Proposition 6 stipulates, for example: “The artful use of a shared speech code is a sufficient condition for predicting, explaining, and controlling the form of discourse about the intelligibility, prudence, and morality of communicative conduct” (p. 63).Directly or indirectly, the speech codes theory has served as a significant intellectual foundation for an extensive body of original field studies that commonly employ qualitative research methods such as ethnographic field observations, conversational analysis, discourse analysis, and textual/rhetorical analysis. The theory and associated studies have contributed to deepening understanding of the shared patterns of communication practices unique to a given cultural community. Among the notable works are an examination of the culturally shared meaning of the word communication in some American speech (Katriel & Philipsen, 1990), recognizable Indian ways of speaking in Native American communities (Pratt, 1998; Wieder & Pratt, 1990), Russian “cultural pragmatics” in Russian-American encounters (Carbaugh, 1993), Finnish silence and third-party introduction (Carbaugh, 2005), the second-person pronoun Sie among Germans (Winchatz, 2001), and interpersonal communication and relationship patterns in Columbia (Fitch, 1998), to name a few.
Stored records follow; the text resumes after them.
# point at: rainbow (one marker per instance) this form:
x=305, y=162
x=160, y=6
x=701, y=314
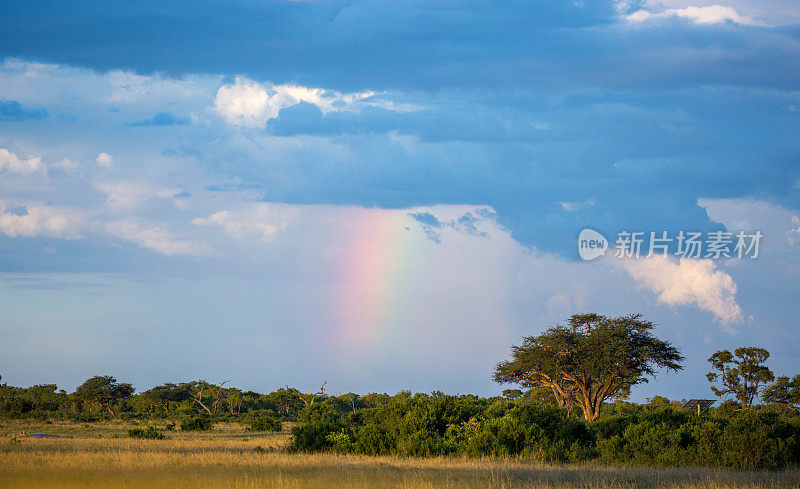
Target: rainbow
x=371, y=276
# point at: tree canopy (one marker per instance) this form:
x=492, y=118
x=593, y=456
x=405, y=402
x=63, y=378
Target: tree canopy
x=741, y=373
x=104, y=391
x=589, y=360
x=784, y=391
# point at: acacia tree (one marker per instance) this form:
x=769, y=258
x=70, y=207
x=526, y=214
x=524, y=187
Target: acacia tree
x=103, y=391
x=784, y=391
x=164, y=395
x=741, y=373
x=589, y=360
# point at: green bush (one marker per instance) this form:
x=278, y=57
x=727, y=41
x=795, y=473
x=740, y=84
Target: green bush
x=313, y=436
x=757, y=438
x=265, y=423
x=151, y=433
x=196, y=423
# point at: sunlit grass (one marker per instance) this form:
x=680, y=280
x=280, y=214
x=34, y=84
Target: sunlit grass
x=100, y=456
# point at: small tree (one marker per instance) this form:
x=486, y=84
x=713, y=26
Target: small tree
x=741, y=373
x=103, y=391
x=784, y=391
x=164, y=395
x=591, y=359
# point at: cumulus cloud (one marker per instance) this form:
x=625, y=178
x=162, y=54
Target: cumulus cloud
x=32, y=220
x=251, y=104
x=260, y=221
x=711, y=14
x=687, y=282
x=66, y=165
x=156, y=239
x=126, y=194
x=11, y=163
x=104, y=160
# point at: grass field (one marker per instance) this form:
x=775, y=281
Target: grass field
x=101, y=456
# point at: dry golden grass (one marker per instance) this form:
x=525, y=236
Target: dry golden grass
x=89, y=456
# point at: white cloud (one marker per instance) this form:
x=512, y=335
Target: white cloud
x=687, y=282
x=11, y=163
x=104, y=160
x=251, y=104
x=156, y=239
x=28, y=221
x=779, y=225
x=261, y=221
x=126, y=194
x=711, y=14
x=66, y=165
x=577, y=206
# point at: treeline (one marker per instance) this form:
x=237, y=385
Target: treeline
x=529, y=426
x=659, y=433
x=104, y=398
x=574, y=379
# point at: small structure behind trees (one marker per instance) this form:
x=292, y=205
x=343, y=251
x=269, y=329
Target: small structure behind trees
x=589, y=360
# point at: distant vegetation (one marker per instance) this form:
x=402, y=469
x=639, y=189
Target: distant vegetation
x=570, y=407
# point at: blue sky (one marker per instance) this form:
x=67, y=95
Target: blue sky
x=386, y=195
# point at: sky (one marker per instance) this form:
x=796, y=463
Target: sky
x=387, y=195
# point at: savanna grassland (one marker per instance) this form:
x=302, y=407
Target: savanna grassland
x=101, y=455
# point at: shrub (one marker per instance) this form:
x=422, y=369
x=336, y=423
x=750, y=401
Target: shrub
x=313, y=436
x=265, y=423
x=197, y=423
x=151, y=433
x=760, y=439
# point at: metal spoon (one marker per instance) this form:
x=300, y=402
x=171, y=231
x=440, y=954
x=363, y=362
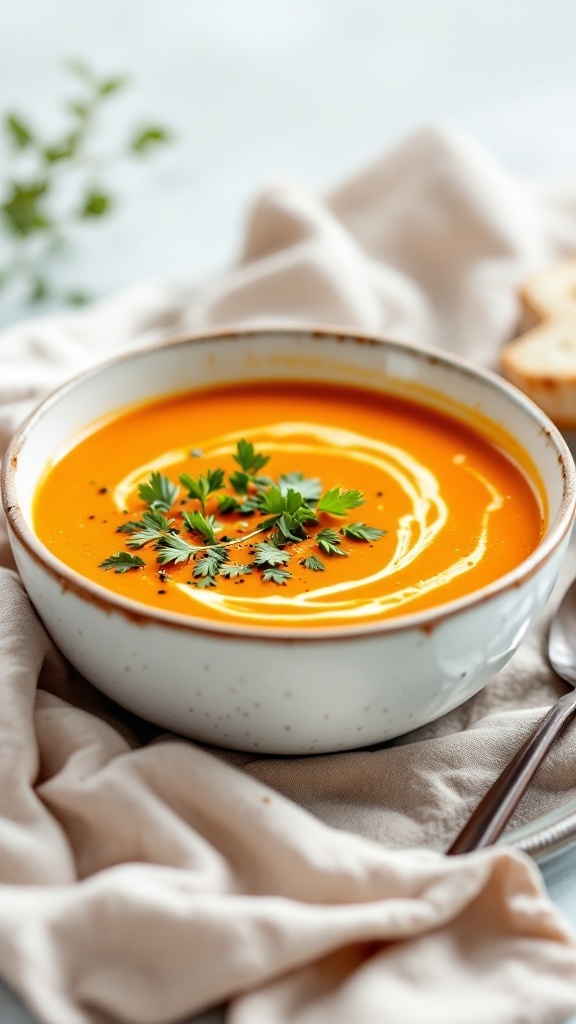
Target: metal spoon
x=493, y=813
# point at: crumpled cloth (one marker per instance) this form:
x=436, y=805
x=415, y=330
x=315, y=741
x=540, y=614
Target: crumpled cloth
x=144, y=878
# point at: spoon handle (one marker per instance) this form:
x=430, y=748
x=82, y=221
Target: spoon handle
x=495, y=810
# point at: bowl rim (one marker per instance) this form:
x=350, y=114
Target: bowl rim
x=425, y=620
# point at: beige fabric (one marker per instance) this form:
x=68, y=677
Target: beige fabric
x=141, y=878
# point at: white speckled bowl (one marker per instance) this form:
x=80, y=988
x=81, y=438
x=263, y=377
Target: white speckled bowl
x=287, y=691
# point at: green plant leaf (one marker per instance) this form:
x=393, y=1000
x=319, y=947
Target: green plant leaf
x=148, y=138
x=23, y=211
x=360, y=531
x=122, y=561
x=112, y=85
x=328, y=541
x=310, y=488
x=95, y=204
x=314, y=563
x=39, y=291
x=268, y=554
x=338, y=502
x=19, y=133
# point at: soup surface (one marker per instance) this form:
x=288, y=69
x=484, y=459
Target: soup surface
x=287, y=504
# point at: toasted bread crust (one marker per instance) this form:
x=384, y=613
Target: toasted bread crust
x=542, y=360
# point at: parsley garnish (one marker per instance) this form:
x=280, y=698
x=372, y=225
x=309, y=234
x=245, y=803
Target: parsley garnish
x=328, y=541
x=288, y=510
x=172, y=548
x=360, y=531
x=310, y=488
x=269, y=554
x=152, y=527
x=273, y=574
x=122, y=561
x=312, y=562
x=210, y=563
x=247, y=458
x=159, y=494
x=205, y=484
x=338, y=502
x=232, y=569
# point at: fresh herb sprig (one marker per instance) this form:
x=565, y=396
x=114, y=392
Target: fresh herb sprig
x=56, y=183
x=289, y=512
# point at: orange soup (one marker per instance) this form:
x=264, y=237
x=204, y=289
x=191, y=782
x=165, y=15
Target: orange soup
x=283, y=504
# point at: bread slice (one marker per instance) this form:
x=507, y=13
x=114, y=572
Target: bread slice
x=551, y=294
x=542, y=364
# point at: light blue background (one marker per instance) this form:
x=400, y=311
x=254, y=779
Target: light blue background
x=255, y=90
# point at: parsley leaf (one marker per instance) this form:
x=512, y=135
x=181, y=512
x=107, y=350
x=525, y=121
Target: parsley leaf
x=228, y=503
x=204, y=582
x=129, y=527
x=122, y=561
x=211, y=563
x=234, y=568
x=338, y=502
x=247, y=458
x=273, y=501
x=328, y=542
x=202, y=524
x=159, y=494
x=310, y=488
x=360, y=531
x=273, y=574
x=239, y=481
x=173, y=548
x=153, y=526
x=312, y=562
x=205, y=484
x=268, y=554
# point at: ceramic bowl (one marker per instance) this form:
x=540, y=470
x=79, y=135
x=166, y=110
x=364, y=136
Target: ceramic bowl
x=287, y=691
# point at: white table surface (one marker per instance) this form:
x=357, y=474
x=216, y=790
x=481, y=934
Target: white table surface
x=306, y=89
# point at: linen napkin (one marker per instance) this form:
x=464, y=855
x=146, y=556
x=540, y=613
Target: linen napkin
x=144, y=878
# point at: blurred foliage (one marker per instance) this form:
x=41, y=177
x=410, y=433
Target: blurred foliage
x=56, y=184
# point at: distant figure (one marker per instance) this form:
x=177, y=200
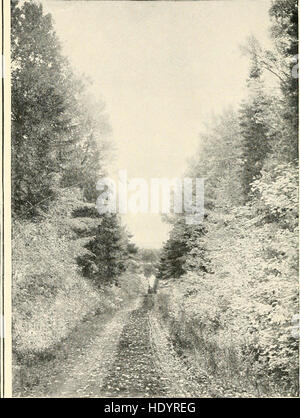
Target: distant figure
x=152, y=284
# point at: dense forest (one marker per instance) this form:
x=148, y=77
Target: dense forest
x=228, y=292
x=234, y=295
x=68, y=260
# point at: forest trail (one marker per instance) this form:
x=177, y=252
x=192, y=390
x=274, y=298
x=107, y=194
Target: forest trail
x=131, y=356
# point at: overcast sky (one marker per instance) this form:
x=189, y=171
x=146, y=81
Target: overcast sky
x=162, y=68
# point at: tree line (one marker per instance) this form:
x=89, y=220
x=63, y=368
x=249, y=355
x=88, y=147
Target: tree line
x=60, y=143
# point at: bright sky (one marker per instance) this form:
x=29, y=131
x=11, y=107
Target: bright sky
x=162, y=68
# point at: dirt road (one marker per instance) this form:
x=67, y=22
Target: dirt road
x=131, y=356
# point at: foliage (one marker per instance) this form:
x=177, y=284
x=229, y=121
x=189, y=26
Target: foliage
x=233, y=282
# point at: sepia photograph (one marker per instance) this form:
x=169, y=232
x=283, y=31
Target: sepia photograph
x=149, y=215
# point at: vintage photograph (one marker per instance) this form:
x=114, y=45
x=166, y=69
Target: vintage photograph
x=154, y=199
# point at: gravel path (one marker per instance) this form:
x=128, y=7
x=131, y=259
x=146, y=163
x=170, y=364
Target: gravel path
x=129, y=356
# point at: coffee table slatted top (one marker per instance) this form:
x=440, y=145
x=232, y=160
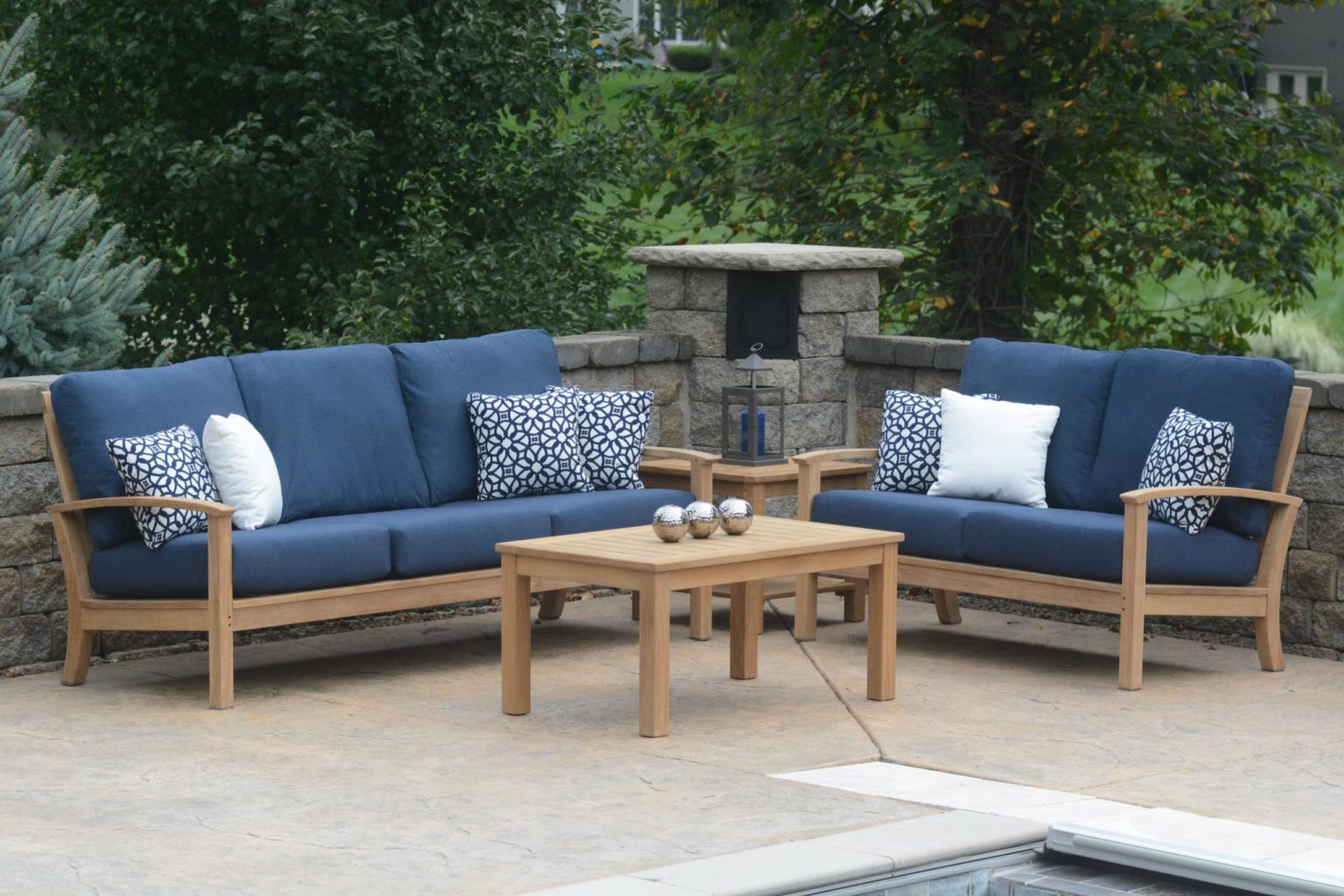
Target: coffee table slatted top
x=639, y=550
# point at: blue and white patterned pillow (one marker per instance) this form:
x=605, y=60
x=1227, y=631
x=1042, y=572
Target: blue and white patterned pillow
x=527, y=444
x=612, y=431
x=1188, y=451
x=165, y=465
x=912, y=442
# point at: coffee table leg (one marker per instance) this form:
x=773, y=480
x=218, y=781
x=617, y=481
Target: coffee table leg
x=516, y=639
x=742, y=633
x=702, y=614
x=805, y=607
x=654, y=647
x=882, y=626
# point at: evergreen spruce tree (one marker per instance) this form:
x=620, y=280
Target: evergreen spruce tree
x=63, y=294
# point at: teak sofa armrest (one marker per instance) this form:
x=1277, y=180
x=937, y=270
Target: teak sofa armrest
x=809, y=472
x=1144, y=496
x=208, y=508
x=702, y=466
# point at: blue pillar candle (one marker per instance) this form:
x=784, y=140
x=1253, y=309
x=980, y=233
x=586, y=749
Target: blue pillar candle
x=760, y=433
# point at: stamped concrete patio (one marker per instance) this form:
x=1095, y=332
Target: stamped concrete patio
x=378, y=760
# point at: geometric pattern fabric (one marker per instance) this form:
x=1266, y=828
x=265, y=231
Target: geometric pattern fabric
x=527, y=444
x=165, y=465
x=1188, y=451
x=612, y=431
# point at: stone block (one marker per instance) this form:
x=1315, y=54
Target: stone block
x=1319, y=479
x=872, y=383
x=43, y=587
x=1312, y=574
x=862, y=324
x=11, y=592
x=22, y=396
x=707, y=289
x=671, y=426
x=709, y=376
x=822, y=379
x=666, y=288
x=25, y=539
x=1294, y=620
x=1324, y=527
x=870, y=426
x=820, y=335
x=1328, y=625
x=601, y=379
x=24, y=640
x=815, y=426
x=839, y=290
x=1326, y=431
x=571, y=351
x=27, y=488
x=932, y=382
x=23, y=439
x=666, y=379
x=659, y=346
x=949, y=355
x=706, y=328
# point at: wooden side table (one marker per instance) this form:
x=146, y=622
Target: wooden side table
x=757, y=484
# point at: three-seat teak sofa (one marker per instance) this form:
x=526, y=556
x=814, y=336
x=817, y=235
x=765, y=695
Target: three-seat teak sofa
x=378, y=469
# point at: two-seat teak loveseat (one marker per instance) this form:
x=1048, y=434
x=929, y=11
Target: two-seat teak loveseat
x=376, y=459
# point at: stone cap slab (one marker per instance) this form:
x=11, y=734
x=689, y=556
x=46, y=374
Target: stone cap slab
x=777, y=256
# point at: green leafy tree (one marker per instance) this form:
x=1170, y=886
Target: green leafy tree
x=341, y=170
x=1042, y=161
x=63, y=296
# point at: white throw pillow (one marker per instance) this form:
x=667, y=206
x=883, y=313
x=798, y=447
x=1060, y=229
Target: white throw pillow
x=243, y=471
x=993, y=451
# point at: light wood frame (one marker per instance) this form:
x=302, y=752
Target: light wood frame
x=220, y=614
x=1133, y=597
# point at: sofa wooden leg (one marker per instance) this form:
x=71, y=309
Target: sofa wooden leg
x=553, y=605
x=945, y=602
x=857, y=601
x=78, y=653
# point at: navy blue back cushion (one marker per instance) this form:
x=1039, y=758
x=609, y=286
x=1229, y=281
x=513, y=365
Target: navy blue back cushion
x=1249, y=393
x=335, y=421
x=437, y=376
x=100, y=404
x=1073, y=379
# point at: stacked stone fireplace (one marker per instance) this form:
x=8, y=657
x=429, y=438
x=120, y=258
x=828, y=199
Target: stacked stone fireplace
x=799, y=301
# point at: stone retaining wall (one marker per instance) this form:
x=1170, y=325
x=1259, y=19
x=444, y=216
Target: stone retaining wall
x=1313, y=592
x=32, y=592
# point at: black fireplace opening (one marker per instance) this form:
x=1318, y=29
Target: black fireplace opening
x=764, y=308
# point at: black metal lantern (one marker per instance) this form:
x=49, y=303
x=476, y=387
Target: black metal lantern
x=750, y=413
Studies such as these offer insights into the communally shared identities of individuals affiliated with specific cultural groups by describing their unique communication practices. Although the issue of intercultural conflict is not addressed directly or explicitly, the communal identity as conceived in the cultural communication approach suggests potential intercultural conflicts arising from the interface of individuals of dissimilar cultural backgrounds who are unaware of, and unaccustomed to, each other’s cultural communication rules and practices. The classic study by Gumperz (1978) provides an illustration of how intercultural conflicts arise from differences in cultural communication systems.
Employing conversational analysis of naturally occurring episodes, Gumperz reveals in this study a heated exchange between a young female staff member in an industrial languageteaching unit and a middle-aged male Indian worker. The episode is filled with paralinguistic and prosodic differences in the two individuals’ manners of speaking, along with frequent interruptions, poor listening, and the experiences of frustration and anger. Gumperz follows the conversational analysis of this episode with in-depth questioning of the participants in the episodes to recall what was intended at a particular point and pinpoint the perceptions of style and content that led to their interpretations. By identifying specific cultural verbal strategies employed by each interactant, Gumperz’s analysis illuminates how intercultural conflicts between culturally dissimilar individuals can arise from inaccurate interpretation processes attributable to dissimilar cultural communication rules and pragmatic strategies and their lack of awareness of this fact.